Зыбучие пески памяти

Корра
То, что происходило сейчас с Вероникой, было очень страшным, но почему то не казалось неожиданным. Ощущение, что в голове, в самой черепной коробке, в этой самой естественной таре, что-то неприятно шевелится, шуршит, у нее мимолетно возникало и раньше, но тут же усилием воли прогонялось. Но сейчас оно было настолько сильным и явственным, а краем глаза    четко видно в оконном стекле отражение - вот он, кошмар детских сновидений, - змеи, а вернее, толстые голые черви, розовые с темными прожилками, медленно извиваясь, пробиваются, как чрезмерно быстро растущие волосы, прямо из головы.
"Скорее, скорее" - кричит Вероника, -"начинайте же, делайте мне трепанацию черепа!" и тут же видит близко, напротив своего лица озабоченные глаза человека в белой докторской шапочке, и начинает он простукивать чем то холодным по верхней части лба,  да, он начнет сейчас вскрывать этот испорченный содержимым сосуд, как консервную банку. "Лишь бы поскорее"  - думает Вероника и ... просыпается.
Особого облегчения, что кошмар оказался сном, Вероника не почувствовала, она привыкла в последнее время верить снам, как правило, ждала от них утешения, хоть маленькой надежды и покоя, но и кошмар не сильно ее смутил. "Все правильно" - думает Вероника, -"меня погубит именно то, что шевелится в моей голове, вполне понятный символ, я и без подсказок это знаю.Значит, заслужила, и поделом мне".

Другой мир, другой, все в нем не так, как некогда...

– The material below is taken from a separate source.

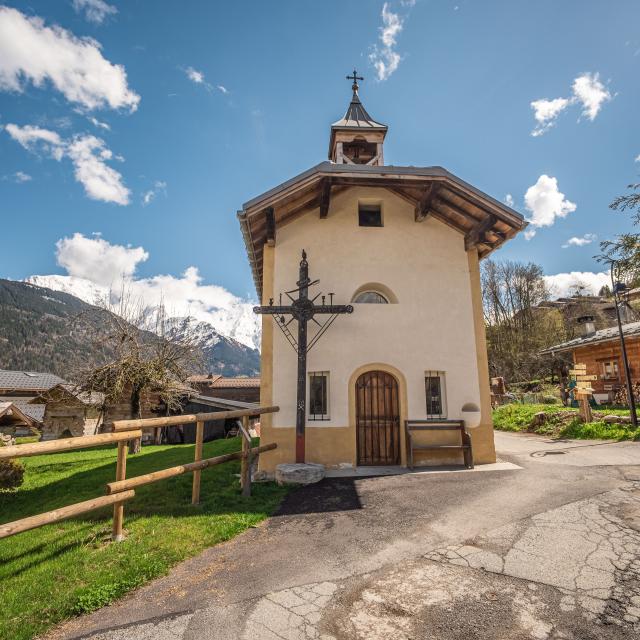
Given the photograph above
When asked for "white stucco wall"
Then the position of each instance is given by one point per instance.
(431, 327)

Вставать вроде бы еще рано, будильник зазвенит только через час, но уже не спится.Вероника лежит с открытыми глазами, стараясь ни о чем не думать, а главное, ничего не чувствовать. Солнечный луч пытается пробиться в комнату сквозь давно не мытое окно, его света достаточно, чтобы осветить стену с обилием книжных набитых полок, когда то доставлявших столько тихого удовольствия Веронике. А теперь ничего не  хочется - ни читать, ни смотреть фильмы, ни любоваться природой, которую  она так всегда любила. Видеть людей и уж тем более разговаривать с ними тоже не хочется.
Одно есть у нее из осмысленного наполнения тянущегося липкой лентой  времени - старые фотографии. О, для Вероники они самые значительные свидетели настоящей, то есть, той, что была, жизни. Мысль о фотографиях слегка взбодрила Веронику, она потихоньку выбирается из постели, чтобы  не разбудить мужа, который только под утро пришел с работы. Как всегда, программист-трудоголик, упертый, как баран, не переубедишь, что это вредно и вообще...Вместе уже 33 года, как старик со старухой у Пушкина, только без золотой рыбки, а корыто под вопросом, может и есть, может и разбитое, но не до него сейчас. А ведь уверен, сокровище Вероникино, что только так ему и удобно работать, с пользой и в полное свое удовольствие. И сыновей к этому приучил, отцовское   воспитание - после окончания МГУ    выбрали себе  замечательное сочетание аспирантуры с ночным бдением в НИИ в  той же лаборатории. Коллеги теперь. И Вероника когда то (давным давно) там же работала. Научным сотрудником. Сейчас это совсем странным кажется, как будто и не про нее.
 Умываться не хочется. Зачем? Ведь тут же забудешь об этом, и даже ощущения воды на лице не останется. Все мелочи мимолетны и бесцельны.
 Только ли мелочи? Сейчас все для Вероники стало мелким и незначительным, все, что было некогда привычным.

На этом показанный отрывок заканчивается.